The first of the changes to be addressed by Council, Richmond removed parking minimums for new developments in April. Proponents of the change said it would make development less costly and open up more land for housing.

In passing the resolution, Richmond joins cities including Roanoke, Raleigh, and Wilmington, NC as municipalities that have eliminated parking minimums citywide.

🔨 Accessory dwelling units

Richmond homeowners can now build one accessory dwelling unit (ADU) on their single-family plot by-right, as of Monday’s meeting. This form of secondary housing should include a sleeping area, kitchen, and bathroom. Typically referred to as a “mother-in-law suite,” they can be located as a detached build, a renovated interior, a converted garage, or other structure.

The change means that homeowners will no longer have to seek permission to build one ADU on their property.


Short-term rentals tend to be clustered in certain neighborhoods around Richmond.

Screenshot via city documents

🧳 Short-term rentals

Council also passed a resolution on short-term rental (STR) regulations on Monday.

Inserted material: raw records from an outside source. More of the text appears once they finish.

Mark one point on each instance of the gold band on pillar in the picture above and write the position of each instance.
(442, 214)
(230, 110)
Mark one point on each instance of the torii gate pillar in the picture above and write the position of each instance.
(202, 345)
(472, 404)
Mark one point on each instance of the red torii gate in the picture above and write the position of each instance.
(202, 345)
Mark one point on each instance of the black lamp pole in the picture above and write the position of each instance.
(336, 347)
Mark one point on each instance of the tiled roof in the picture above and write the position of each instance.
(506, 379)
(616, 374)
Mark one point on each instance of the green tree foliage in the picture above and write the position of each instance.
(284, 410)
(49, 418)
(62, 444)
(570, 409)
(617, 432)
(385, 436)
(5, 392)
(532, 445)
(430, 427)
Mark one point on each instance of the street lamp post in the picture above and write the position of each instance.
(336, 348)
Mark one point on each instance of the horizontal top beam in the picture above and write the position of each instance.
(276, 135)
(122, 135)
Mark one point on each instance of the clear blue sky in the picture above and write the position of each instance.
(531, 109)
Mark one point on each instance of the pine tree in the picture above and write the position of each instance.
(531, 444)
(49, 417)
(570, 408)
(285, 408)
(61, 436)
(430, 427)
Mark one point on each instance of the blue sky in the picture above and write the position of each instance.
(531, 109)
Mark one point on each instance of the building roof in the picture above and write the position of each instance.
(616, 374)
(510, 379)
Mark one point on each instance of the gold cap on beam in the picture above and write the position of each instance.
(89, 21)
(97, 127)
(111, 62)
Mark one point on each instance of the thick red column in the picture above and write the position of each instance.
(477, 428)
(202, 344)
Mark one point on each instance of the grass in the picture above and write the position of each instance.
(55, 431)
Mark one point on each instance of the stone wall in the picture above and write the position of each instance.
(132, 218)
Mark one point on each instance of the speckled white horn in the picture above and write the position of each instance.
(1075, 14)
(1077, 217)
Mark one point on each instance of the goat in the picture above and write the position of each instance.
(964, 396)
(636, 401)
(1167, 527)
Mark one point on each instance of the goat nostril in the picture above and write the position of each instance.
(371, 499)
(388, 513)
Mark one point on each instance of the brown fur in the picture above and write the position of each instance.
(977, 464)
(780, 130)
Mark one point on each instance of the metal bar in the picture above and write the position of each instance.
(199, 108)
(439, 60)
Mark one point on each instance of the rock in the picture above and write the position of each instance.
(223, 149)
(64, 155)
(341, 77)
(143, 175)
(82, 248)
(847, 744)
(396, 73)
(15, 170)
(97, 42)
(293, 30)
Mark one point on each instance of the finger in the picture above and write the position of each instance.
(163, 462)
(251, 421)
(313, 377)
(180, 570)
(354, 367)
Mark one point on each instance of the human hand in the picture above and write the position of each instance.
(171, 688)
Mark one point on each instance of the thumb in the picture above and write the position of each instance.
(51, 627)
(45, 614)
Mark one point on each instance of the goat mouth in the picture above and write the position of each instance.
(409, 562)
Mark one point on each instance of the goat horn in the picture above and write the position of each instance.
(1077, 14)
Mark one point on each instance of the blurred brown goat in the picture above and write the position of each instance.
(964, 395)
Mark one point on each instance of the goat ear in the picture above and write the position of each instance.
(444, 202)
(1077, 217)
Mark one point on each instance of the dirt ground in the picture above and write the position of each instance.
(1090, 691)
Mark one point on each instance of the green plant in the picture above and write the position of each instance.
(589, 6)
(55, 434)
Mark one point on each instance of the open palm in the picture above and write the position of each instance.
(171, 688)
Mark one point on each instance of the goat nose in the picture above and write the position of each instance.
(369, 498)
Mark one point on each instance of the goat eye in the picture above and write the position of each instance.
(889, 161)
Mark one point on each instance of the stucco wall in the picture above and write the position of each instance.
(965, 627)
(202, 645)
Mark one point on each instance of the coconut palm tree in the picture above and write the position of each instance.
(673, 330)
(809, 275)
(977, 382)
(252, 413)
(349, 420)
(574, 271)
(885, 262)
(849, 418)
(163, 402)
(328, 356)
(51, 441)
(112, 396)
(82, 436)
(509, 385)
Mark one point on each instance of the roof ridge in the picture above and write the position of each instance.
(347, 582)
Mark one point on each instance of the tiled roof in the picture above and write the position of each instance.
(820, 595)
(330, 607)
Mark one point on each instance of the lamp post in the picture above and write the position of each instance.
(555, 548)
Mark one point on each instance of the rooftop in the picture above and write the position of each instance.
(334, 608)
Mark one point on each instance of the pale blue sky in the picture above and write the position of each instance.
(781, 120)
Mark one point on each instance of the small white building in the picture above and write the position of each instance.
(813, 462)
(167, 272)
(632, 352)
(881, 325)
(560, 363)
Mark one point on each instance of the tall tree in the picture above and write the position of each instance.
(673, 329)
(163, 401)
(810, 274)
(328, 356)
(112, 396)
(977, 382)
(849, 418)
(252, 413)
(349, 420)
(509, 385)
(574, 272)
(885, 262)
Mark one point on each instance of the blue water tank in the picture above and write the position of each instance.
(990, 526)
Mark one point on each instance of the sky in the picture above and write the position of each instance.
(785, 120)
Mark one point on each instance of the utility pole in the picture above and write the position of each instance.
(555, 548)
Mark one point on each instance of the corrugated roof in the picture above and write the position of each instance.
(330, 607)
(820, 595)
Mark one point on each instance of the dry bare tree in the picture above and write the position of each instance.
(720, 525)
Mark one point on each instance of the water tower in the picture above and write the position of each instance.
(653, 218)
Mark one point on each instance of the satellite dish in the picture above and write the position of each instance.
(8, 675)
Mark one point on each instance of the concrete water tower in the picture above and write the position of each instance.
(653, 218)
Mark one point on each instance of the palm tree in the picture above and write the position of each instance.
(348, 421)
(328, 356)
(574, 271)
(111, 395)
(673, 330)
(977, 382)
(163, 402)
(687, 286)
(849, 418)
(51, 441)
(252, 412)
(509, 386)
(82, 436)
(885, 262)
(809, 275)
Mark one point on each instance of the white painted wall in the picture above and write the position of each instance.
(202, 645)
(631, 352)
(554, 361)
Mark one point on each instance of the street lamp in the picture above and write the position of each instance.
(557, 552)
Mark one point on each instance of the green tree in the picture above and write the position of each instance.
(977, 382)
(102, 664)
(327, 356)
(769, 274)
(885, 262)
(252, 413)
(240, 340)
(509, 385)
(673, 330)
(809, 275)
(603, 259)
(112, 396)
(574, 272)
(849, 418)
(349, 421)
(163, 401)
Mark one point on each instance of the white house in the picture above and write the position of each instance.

STRs — think Airbnbs and other places you might stay for fewer than 30 days — will now operate under stricter guidelines.

The resolution maintains the primary residency requirement for STR operators in residential zoning districts, but eliminates it for those in non-residential ones. That means in neighborhoods like most of the Fan, the Museum District, and Church Hill, STR operators will need to live on the property for a minimum of 185 days a year. It also places restrictions on the number of STRs that can operate per lot.

At the meeting where it recommended passing the ordinance, the Planning Commission also discussed how to increase enforcement of new regulations in the future.